Charleston’s traffic problems have been at the forefront of recent news, but most of the proposed solutions have been I-26 centric or an assortment of localized road fixes that use valuable road funding in a piecemeal fashion.
To successfully lobby the state for the always limited road funding, we need a strategic outlook toward road and transportation planning, starting with a 10- to 20-year plan that integrates roads into a network of primary roads that will move traffic quickly around the region.
Build I-526 across Johns Island with no interchanges. The only exception might be a road with no ingress/egress from I-526 to Betsy Kerrison Parkway, taking the pressure of Kiawah and Seabrook islands traffic off Johns Island roads. Charleston and James Island traffic will be able to move rapidly to the rest of the Charleston area. Currently, the tail is wagging the dog on I-526 completion.
Don’t spend another dollar widening I-26 since most feeder roads cannot support an increase in traffic volume.

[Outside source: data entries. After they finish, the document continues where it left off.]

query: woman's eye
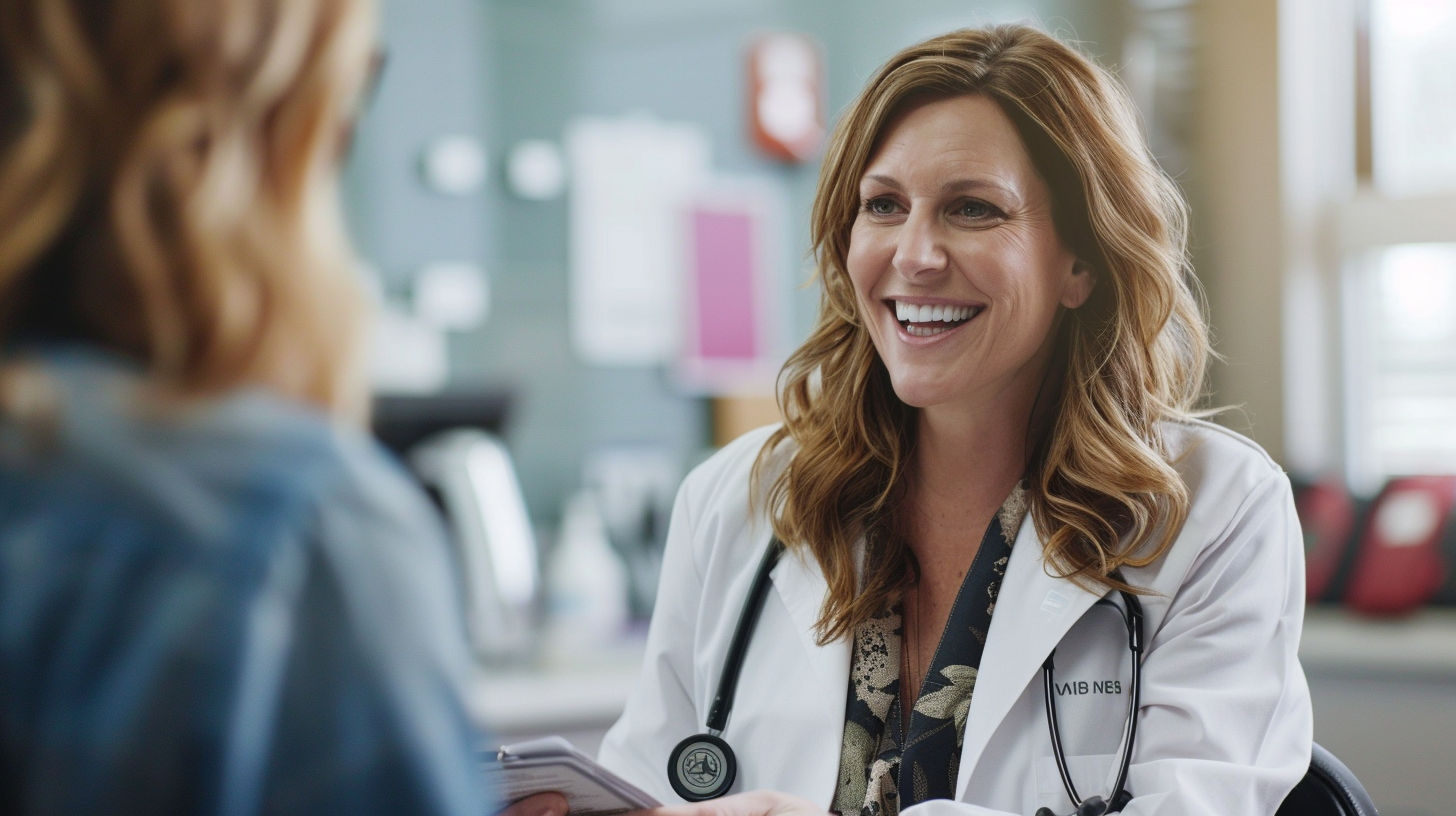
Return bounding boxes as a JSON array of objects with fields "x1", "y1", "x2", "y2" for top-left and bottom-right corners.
[
  {"x1": 956, "y1": 200, "x2": 1000, "y2": 219},
  {"x1": 864, "y1": 197, "x2": 899, "y2": 216}
]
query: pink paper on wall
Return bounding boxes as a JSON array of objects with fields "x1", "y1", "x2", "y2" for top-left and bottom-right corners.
[
  {"x1": 691, "y1": 210, "x2": 758, "y2": 361},
  {"x1": 675, "y1": 177, "x2": 784, "y2": 396}
]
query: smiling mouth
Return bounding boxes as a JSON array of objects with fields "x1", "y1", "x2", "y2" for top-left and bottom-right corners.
[{"x1": 891, "y1": 300, "x2": 984, "y2": 337}]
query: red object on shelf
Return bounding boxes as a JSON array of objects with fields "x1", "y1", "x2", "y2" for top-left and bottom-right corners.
[
  {"x1": 1344, "y1": 475, "x2": 1456, "y2": 616},
  {"x1": 747, "y1": 33, "x2": 824, "y2": 163},
  {"x1": 1295, "y1": 478, "x2": 1358, "y2": 602}
]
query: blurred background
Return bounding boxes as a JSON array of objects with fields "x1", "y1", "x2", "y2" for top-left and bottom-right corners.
[{"x1": 342, "y1": 1, "x2": 1456, "y2": 814}]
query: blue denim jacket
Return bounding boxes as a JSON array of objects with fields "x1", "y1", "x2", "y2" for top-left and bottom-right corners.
[{"x1": 0, "y1": 348, "x2": 494, "y2": 815}]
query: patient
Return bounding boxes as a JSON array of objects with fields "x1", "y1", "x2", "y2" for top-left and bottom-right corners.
[{"x1": 0, "y1": 1, "x2": 500, "y2": 812}]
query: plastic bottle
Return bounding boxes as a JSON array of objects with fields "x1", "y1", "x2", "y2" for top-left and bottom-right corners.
[{"x1": 543, "y1": 490, "x2": 631, "y2": 658}]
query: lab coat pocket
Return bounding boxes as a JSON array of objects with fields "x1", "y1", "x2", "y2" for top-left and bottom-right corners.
[{"x1": 1034, "y1": 753, "x2": 1116, "y2": 804}]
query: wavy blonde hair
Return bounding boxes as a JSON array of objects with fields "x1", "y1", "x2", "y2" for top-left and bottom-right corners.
[
  {"x1": 756, "y1": 25, "x2": 1210, "y2": 643},
  {"x1": 0, "y1": 0, "x2": 377, "y2": 419}
]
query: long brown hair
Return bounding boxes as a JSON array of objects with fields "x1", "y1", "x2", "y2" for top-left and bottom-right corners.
[
  {"x1": 0, "y1": 0, "x2": 377, "y2": 419},
  {"x1": 755, "y1": 25, "x2": 1209, "y2": 643}
]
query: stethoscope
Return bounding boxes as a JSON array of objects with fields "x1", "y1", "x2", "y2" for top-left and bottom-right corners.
[
  {"x1": 1036, "y1": 591, "x2": 1143, "y2": 816},
  {"x1": 666, "y1": 538, "x2": 1145, "y2": 816}
]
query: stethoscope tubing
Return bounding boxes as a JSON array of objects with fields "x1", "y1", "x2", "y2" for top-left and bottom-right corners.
[
  {"x1": 683, "y1": 536, "x2": 1145, "y2": 814},
  {"x1": 668, "y1": 539, "x2": 786, "y2": 802},
  {"x1": 1041, "y1": 590, "x2": 1144, "y2": 813},
  {"x1": 1110, "y1": 592, "x2": 1143, "y2": 804},
  {"x1": 1042, "y1": 649, "x2": 1081, "y2": 804},
  {"x1": 705, "y1": 538, "x2": 785, "y2": 734}
]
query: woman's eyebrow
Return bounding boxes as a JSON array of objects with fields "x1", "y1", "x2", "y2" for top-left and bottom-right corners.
[
  {"x1": 941, "y1": 178, "x2": 1018, "y2": 198},
  {"x1": 860, "y1": 174, "x2": 1019, "y2": 200},
  {"x1": 860, "y1": 174, "x2": 904, "y2": 192}
]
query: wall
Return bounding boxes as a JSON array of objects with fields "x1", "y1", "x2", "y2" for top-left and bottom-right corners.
[
  {"x1": 1189, "y1": 0, "x2": 1367, "y2": 477},
  {"x1": 345, "y1": 0, "x2": 493, "y2": 289},
  {"x1": 347, "y1": 0, "x2": 1130, "y2": 523},
  {"x1": 1188, "y1": 0, "x2": 1286, "y2": 462}
]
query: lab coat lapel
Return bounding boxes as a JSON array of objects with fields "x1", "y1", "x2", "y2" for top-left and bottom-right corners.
[
  {"x1": 770, "y1": 545, "x2": 851, "y2": 802},
  {"x1": 768, "y1": 543, "x2": 852, "y2": 687},
  {"x1": 954, "y1": 514, "x2": 1103, "y2": 800}
]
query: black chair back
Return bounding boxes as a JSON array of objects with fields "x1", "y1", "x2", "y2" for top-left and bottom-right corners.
[{"x1": 1277, "y1": 743, "x2": 1378, "y2": 816}]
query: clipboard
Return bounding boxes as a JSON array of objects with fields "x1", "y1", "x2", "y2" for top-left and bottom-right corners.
[{"x1": 486, "y1": 736, "x2": 661, "y2": 816}]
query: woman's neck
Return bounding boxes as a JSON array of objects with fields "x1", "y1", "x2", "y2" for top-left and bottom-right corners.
[
  {"x1": 913, "y1": 397, "x2": 1031, "y2": 513},
  {"x1": 899, "y1": 401, "x2": 1034, "y2": 701}
]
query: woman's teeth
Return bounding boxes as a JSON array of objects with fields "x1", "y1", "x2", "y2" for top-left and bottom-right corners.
[
  {"x1": 905, "y1": 324, "x2": 949, "y2": 337},
  {"x1": 893, "y1": 301, "x2": 980, "y2": 336}
]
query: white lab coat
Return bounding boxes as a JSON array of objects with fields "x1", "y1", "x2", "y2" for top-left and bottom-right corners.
[{"x1": 599, "y1": 420, "x2": 1312, "y2": 816}]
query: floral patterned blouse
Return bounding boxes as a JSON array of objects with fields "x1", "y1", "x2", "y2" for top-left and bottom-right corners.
[{"x1": 832, "y1": 485, "x2": 1029, "y2": 816}]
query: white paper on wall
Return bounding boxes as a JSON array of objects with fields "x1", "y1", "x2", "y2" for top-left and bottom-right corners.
[
  {"x1": 367, "y1": 303, "x2": 450, "y2": 394},
  {"x1": 566, "y1": 115, "x2": 710, "y2": 366}
]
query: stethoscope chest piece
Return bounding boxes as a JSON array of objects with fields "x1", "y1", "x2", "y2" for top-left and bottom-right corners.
[
  {"x1": 665, "y1": 538, "x2": 783, "y2": 802},
  {"x1": 668, "y1": 733, "x2": 737, "y2": 802}
]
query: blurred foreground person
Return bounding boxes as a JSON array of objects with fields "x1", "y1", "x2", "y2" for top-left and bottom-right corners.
[{"x1": 0, "y1": 1, "x2": 495, "y2": 813}]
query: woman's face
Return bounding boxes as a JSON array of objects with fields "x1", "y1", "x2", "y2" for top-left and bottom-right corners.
[{"x1": 847, "y1": 93, "x2": 1093, "y2": 414}]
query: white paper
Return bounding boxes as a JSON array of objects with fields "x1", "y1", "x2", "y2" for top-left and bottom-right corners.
[
  {"x1": 413, "y1": 261, "x2": 490, "y2": 330},
  {"x1": 487, "y1": 736, "x2": 659, "y2": 816},
  {"x1": 490, "y1": 763, "x2": 637, "y2": 815},
  {"x1": 567, "y1": 115, "x2": 710, "y2": 366},
  {"x1": 366, "y1": 303, "x2": 449, "y2": 394}
]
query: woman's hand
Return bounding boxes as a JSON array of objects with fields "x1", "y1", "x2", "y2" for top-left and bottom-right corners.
[
  {"x1": 497, "y1": 792, "x2": 570, "y2": 816},
  {"x1": 635, "y1": 791, "x2": 829, "y2": 816}
]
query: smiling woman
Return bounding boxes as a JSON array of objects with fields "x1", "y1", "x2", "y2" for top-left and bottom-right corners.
[
  {"x1": 764, "y1": 30, "x2": 1209, "y2": 648},
  {"x1": 848, "y1": 94, "x2": 1093, "y2": 413},
  {"x1": 598, "y1": 23, "x2": 1311, "y2": 816}
]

Instead of cramming more traffic into the already crowded I-26 corridor, put the money into extending the Glenn McConnell Parkway from Bees Ferry Road to Ridgeville with limited access, interstate standards and spurs off of I-26 creating parallel avenues into Charleston on opposite sides of the Ashley River.
Combined with I-526, this creates a fast access, alternate route to downtown Charleston — the key to alleviating our traffic congestion.
This plan would take a lot of James Island, West Ashley and downtown traffic off of I-26 and alleviate the cross-river congestion on I-526. A branch could be built off of this new road, connecting to I-95, creating a hurricane evacuation route.
Run the bus system from Summerville to Charleston as a test market for light rail with off-road stations, park-and-ride capability, raised platforms and buses modified for platform level ingress/egress —enabling quicker stops.
Designing roads with a strategic vision of an integrated network moving traffic around the region has a better chance of getting funding and will provide more traffic relief than hotspot projects.
Would our road problems disappear overnight? No, but with each portion of the plan that gets funded we would move toward regional relief.